Anybody really believe that Mueller's report exonerated Trump?

Discussion in 'Politics' started by JoeNation, Mar 27, 2019.

  1. JoeNation
    Angelic

    JoeNation FOX Lies, GOP buys!

    Yeah, me neither. If it did, the report would be all over Fox 24/7 for the next 6 months. The entire GOP is just one corrupt cabal.
     
  2. JoeNation
    Angelic

    JoeNation FOX Lies, GOP buys!

  3. Recusant
    Spaced

    Recusant Member

    Barr is beginning to make it rather obvious that he considers himself not the nation's attorney, but part of Donald Trump's defence team.

    [​IMG]
     
  4. CoinBlazer

    CoinBlazer New Member

    As the attorney general, Barr has a mandate to support the head officers of the executive branch, he does have the right to represent Trump in any legal matter.
     
  5. JoeNation
    Angelic

    JoeNation FOX Lies, GOP buys!

    You would think that if the nonsense you believe was actually true, it might make it into the DoJ Mission Statement. The history of the department doesn't really mention your unique opinion.

    OUR MISSION STATEMENT
    To enforce the law and defend the interests of the United States according to the law; to ensure public safety against threats foreign and domestic; to provide federal leadership in preventing and controlling crime; to seek just punishment for those guilty of unlawful behavior; and to ensure fair and impartial administration of justice for all Americans.

    ABOUT THE DEPARTMENT
    The Office of the Attorney General was created by the Judiciary Act of 1789 (ch. 20, sec. 35, 1 Stat. 73, 92-93), as a one-person part-time position. The Act specified that the Attorney General was to be "learned in the law," with the duty "to prosecute and conduct all suits in the Supreme Court in which the United States shall be concerned, and to give his advice and opinion upon questions of law when required by the President of the United States, or when requested by the heads of any of the departments, touching any matters that may concern their departments."

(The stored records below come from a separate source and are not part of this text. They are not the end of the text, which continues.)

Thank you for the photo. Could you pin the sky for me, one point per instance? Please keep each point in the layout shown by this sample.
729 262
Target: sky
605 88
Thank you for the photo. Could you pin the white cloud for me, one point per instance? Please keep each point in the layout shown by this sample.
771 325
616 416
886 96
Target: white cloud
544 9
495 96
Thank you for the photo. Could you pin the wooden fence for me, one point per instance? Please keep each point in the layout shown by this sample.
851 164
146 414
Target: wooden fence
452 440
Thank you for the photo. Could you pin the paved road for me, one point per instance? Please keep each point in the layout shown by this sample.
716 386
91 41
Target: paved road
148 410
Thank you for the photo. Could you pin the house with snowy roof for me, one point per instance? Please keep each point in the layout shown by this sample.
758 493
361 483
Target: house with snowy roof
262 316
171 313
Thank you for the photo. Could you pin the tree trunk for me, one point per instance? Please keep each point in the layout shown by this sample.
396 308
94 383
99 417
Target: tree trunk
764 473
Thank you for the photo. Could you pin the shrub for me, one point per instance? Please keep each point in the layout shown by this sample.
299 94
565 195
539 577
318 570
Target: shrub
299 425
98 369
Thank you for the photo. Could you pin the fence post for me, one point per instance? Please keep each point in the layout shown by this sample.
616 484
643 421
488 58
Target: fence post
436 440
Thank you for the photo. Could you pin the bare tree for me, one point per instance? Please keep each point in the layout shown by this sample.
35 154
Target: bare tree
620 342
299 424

    However, the workload quickly became too much for one person, necessitating the hiring of several assistants for the Attorney General. As the work steadily increased along with the size of the new nation, private attorneys were retained to work on cases.

    By 1870, after the end of the Civil War, the increase in the amount of litigation involving the United States had required the very expensive retention of a large number of private attorneys to handle the workload. A concerned Congress passed the Act to Establish the Department of Justice (ch. 150, 16 Stat. 162), creating "an executive department of the government of the United States" with the Attorney General as its head.

    Officially coming into existence on July 1, 1870, the Department of Justice was empowered to handle all criminal prosecutions and civil suits in which the United States had an interest. To assist the Attorney General, the 1870 Act also created the Office of the Solicitor General, who represents the interests of the United States before the U.S. Supreme Court.

    The 1870 Act remains the foundation for the Department’s authority, but the structure of the Department of Justice has changed over the years, with the addition of the offices of Deputy Attorney General, Associate Attorney General, and the formation of various components, offices, boards and divisions. From its beginning as a one-man, part-time position, the Department of Justice has evolved into the world's largest law office and the chief enforcer of federal laws.

    Thomas Jefferson wrote, “The most sacred of the duties of government [is] to do equal and impartial justice to all its citizens.” This sacred duty remains the guiding principle for the women and men of the U.S. Department of Justice.